The expression and activity of PPARγ are induced in the gut by multiple nutrients [114], bacterial metabolites, and bacterial by-products [115,116,117,118], and the presence of specific bacterial strains [117,119,120] stimulates PPARγ expression and activity. However, CR has been shown to limit the production of butyrate [787], which is one of the short chain fatty acids (SCFAs) that is known to activate PPARγ [116,117]. Moreover, the microbiota affects the liver circadian rhythm by modulating the activity of PPARγ expressed in the liver [798]. Of note, PPARγ is responsible for the selective killing of bacteria associated with inflammatory bowel disease by stimulating the expression of β-defensins and the maintenance of innate antimicrobial immunity in the colon [799].

Thus, there are reciprocal interactions between PPARs and gut microbiota in which PPARs can be activated by bacteria and regulate the intestinal microbiota composition [800]. The additional impact of CR on the expression PPARs points to a potential role for PPARs in the response of microbiota to CR.

8. Conclusions

After remarkable achievements in medical research that have translated into a notable increase in life expectancy, the current focus is more on increasing disease-free years. With the potential to alleviate numerous health conditions while extending the lifespan, CR remains a relevant candidate in health-related research. Therefore, the current recommendation on energy intake should be revised, particularly for individuals with a high risk of developing metabolic, inflammatory, or neurodegenerative diseases.

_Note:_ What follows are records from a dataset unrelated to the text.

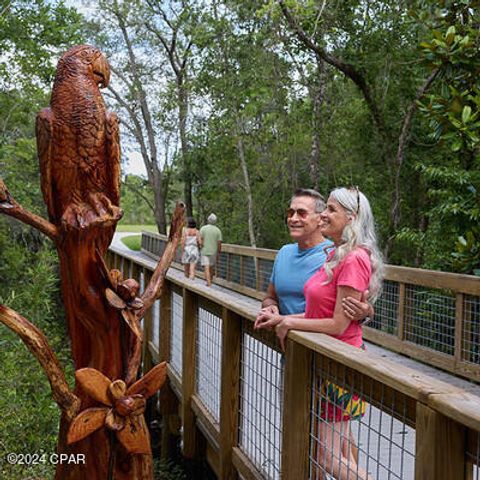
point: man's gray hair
(212, 219)
(320, 204)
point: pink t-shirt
(353, 271)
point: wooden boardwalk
(386, 457)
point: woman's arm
(331, 326)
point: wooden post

The beneficial impact of several restrictive approaches including multiple models of intermittent fasting [801,802,803,804] and fasting-mimicking diet [805,806,807] has been proven. These diets imply temporal restriction without long-term energy deprivation or prolonged hunger making them less restrictive than CR, easier to apply in everyday life, more flexible for various lifestyles, and therefore more plausible for a wide population. The majority of available studies concerning intermittent fasting are observational studies focused on weight loss, cardiovascular risk, and inflammation. However, knowledge of the molecular mechanism behind the observed effects is still limited [808,809]. More studies comparing CR and other specific restrictive diets, in terms of molecular pathways and health outcomes, are needed to identify which restrictive approach is more efficient. Eventually, the aim is to encourage the use of such diets as a means to prevent diseases. Currently, the large variety of intermittent fasting and CR protocols increases the complexity of this task. Interestingly, the involvement of PPARs in the impact of the intermittent fasting and fasting-mimicking diet has not yet been verified.

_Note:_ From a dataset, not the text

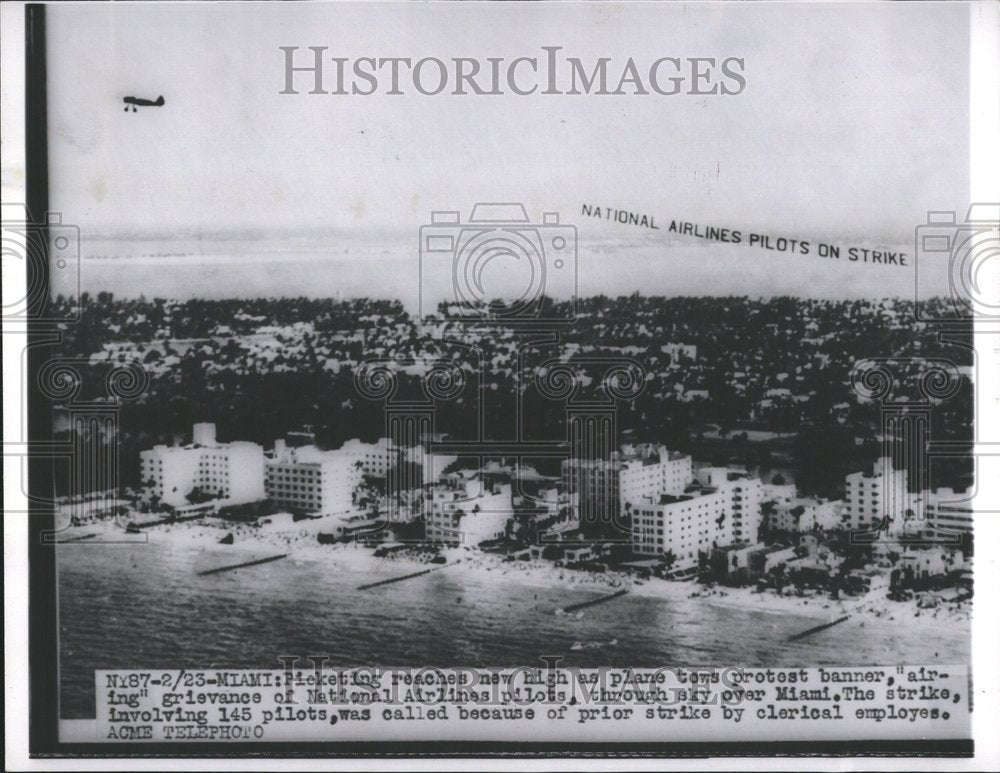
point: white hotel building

Despite the lack of a fully revealed network of pathways underlying CR, the current review gives a detailed overview of how CR exerts its effects on the whole organism and which of the many outcomes are mediated by PPARs. During CR, the energy and nutrient sensor pathways involving mTOR, AMPK, insulin signaling, and SIRT are tightly interconnected, resulting in reduced oxidative stress and inflammation, increased autophagy, improved mitochondrial function, and the regulation of metabolism, hunger, and microbiota composition. As discussed, multiple connections have been found between PPARs and regulatory responses to CR and fasting. PPARs take part in managing the initial shortage of energy, modulating the main signaling pathways, adjusting metabolism to prolonged low energy intake, and mediating direct and long-term outcomes. Each of these roles could contribute to improvements related to common diseases such as diabetes and cancer, and even neurodegenerative diseases. Therefore, PPAR agonist treatments together with CR has great potential for synergistic effects to be explored in future experimental and clinical studies.